I’ve written before about my dog Zoe, who has been having a hard time ever since we moved this summer. Despite our new condo being a major size upgrade from our little apartment, with big bright windows and lots of space to sniff around, I’m pretty sure Zoe misses her old neighborhood, old friends, and old rhythm. The way she’s expressing this lately is in a newfound reactivity to other dogs. She’s always been a little “iffy” with meeting new pups, something I attribute to her suspected year or so in dogfighting before she was rescued. Never humans – she loves ALL of those – but frequently dogs, and it’s markedly worse since our move.

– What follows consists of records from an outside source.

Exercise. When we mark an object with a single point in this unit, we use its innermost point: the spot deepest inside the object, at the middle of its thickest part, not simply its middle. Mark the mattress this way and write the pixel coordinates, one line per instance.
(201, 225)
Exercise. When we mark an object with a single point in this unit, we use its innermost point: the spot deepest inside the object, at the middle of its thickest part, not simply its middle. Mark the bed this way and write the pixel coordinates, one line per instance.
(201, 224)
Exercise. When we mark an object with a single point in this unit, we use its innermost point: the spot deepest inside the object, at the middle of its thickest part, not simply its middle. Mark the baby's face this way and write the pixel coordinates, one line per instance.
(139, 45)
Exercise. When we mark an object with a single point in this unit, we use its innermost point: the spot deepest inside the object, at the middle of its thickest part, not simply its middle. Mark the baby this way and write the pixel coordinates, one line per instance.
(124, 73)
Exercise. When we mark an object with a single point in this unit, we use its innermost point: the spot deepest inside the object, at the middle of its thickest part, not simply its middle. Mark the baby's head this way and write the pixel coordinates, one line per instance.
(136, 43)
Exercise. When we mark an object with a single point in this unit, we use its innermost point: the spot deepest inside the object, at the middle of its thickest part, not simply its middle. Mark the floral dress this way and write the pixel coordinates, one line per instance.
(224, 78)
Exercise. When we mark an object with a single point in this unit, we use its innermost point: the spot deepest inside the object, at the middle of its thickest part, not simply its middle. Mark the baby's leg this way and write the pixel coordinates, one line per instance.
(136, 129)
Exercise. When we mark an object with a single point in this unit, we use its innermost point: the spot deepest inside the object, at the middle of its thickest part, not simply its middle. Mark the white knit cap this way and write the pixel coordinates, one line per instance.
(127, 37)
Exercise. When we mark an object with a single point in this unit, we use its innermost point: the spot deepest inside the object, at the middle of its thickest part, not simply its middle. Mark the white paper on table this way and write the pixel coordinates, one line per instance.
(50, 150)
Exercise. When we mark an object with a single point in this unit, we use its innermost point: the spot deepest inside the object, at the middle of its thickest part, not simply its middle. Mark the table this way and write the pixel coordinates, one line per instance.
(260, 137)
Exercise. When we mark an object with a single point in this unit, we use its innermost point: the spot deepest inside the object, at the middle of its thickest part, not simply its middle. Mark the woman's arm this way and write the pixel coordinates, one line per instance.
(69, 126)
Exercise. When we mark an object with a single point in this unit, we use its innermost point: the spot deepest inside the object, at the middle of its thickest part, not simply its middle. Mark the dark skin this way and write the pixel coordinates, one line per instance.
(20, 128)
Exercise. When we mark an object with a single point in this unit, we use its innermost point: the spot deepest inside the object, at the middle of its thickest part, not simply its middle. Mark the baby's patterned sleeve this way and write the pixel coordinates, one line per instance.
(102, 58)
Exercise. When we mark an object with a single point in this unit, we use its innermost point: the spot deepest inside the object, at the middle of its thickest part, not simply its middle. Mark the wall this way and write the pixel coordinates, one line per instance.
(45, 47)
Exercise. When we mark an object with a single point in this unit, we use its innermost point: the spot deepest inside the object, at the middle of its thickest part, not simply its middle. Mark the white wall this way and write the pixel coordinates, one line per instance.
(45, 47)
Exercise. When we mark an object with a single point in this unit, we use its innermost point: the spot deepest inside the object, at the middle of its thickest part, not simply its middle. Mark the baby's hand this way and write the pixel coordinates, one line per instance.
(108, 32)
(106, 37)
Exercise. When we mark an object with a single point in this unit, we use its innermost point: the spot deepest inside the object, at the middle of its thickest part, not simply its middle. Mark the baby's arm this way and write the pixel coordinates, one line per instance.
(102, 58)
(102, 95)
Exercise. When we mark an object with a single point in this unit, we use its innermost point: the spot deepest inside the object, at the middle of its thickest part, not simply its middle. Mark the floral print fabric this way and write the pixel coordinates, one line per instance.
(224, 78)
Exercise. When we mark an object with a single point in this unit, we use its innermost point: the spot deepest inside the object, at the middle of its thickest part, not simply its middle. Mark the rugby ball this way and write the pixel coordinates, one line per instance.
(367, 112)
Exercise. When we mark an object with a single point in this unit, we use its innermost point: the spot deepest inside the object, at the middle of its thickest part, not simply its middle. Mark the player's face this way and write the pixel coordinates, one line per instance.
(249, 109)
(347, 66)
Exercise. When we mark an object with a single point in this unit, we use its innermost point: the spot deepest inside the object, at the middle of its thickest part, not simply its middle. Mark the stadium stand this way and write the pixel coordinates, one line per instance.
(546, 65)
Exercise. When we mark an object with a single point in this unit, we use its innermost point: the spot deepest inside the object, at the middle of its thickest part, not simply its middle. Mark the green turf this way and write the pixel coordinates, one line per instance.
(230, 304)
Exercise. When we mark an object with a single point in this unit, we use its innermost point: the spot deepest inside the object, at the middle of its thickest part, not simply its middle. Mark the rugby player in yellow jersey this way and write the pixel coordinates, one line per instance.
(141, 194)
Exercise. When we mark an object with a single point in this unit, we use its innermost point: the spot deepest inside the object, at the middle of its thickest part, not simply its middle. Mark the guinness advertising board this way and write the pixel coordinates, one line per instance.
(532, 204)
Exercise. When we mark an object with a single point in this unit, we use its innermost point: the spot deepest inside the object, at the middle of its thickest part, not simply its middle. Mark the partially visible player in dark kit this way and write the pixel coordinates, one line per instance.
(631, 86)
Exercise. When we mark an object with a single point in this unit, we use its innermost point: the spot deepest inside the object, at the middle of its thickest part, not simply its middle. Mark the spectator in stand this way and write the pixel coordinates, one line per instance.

We work hard on this, all the time. And I’ve tried lots of strategies – we cross the street when we see other dogs we don’t know, I distract her with treats to stop any staredowns (from either side). We’ve learned some adorable and useful tricks, like standing in between my legs, or spinning in circles, or shaking my hand, to get her mind off the other dog and her stress level down.
I’ve also tried yanking her leash, pulling, yelling, scolding – you name it. Not that these “techniques” have helped at all – and I certainly don’t rely on them anymore, but sometimes I get frustrated and they come out too.
But as I’ve learned more and more about dogs experiencing reactivity, I have stumbled upon really helpful resources and suggestions.
The latest was this: when your dog gets triggered into a big reaction while out on a walk, consider ways that you can help them reset. Dogs can do this on their own, through behaviors like giving a big shake or stretching their body out in a play bow. Or you can do this simply by heading home, resting, relaxing, and trying that walk again another time or even another day.
Well, this morning it happened again. We were reintroduced to a dog we’ve encountered several times before, and while Zoe took some time to sniff him and think about it, the situation ended with her lunging and snarling. I was devastated. Sad for us, that we’ll continue to struggle meeting new doggie neighbors as long as this persists. Sad for her, because she’s such a sweet, snuggly pup around humans or at home. Sad for all of the work we’ve put in that doesn’t seem to help. Wondering where to go next and what to try differently.
We went home, and I put on some coffee, made a few calls, did some work. Zoe climbed up next to me on the couch, and snuggled right in. There were lots of pets, lots of hugs, lots of quiet time.
And after lunch, we tried again.
I kept a careful eye out as I usually do for oncoming dogs, but this time when I turned a corner to evade a black lab and his owner – they followed us. And came right up, asking for an introduction. My heart sank, and I tried to explain that Zoe was quite selective – only to watch her sniff this puppy, jump back, and then exuberantly start to play with him.
And five minutes later, a couple blocks from home, she met another dog – and did the same.
I was so excited, so proud of her, so relieved – and Zoe was so happy, too – that we ran most of the way home.
I will never again doubt the power of a reset.
Not for my dog, and not for me.
Not for any of us, really.
It’s been a hard couple of years, since March 2020. We’ve been through the mill a couple of times, particularly as a church, and it can be hard to remember what brought us together in the first place. All of those long-simmering disagreements and festering resentments can combine, like Zoe, to keep our stress levels up and our patience with each other down.
But I wonder how we might reset, even as we’re likely to experience more interruptions to our life together as we continue to live through a pandemic.
How do we find spaces and times where we can simply be and have fun together?
We have hard work to do, and we’ve spent so much of our time lately doing it – through business meetings and discernment sessions and open forums. Through boards and committees, through listening sessions. But what about the fun of being a church family? What about singing in the upper room, watching our kids dance, sharing a cup of coffee, playing in the gym? What about gathering on Facebook to bake something delicious, or bringing flowers to someone in Brandel?
We need those things, too.
We need our resets. Moments to remind ourselves what we love about each other and what we simply enjoy about each other too.
Our God is a God of delight, and we were created (among other reasons) because God delights in us, and wants us to delight in each other.
Let’s not forget that, in a difficult season. Let’s not forget that we need each other, not just for wisdom and help and courage, but for love, for laughter, for joy.
So as we continue in a difficult moment, let’s also remember to take our pauses, our resets; to find our refreshment and seek our joy – together.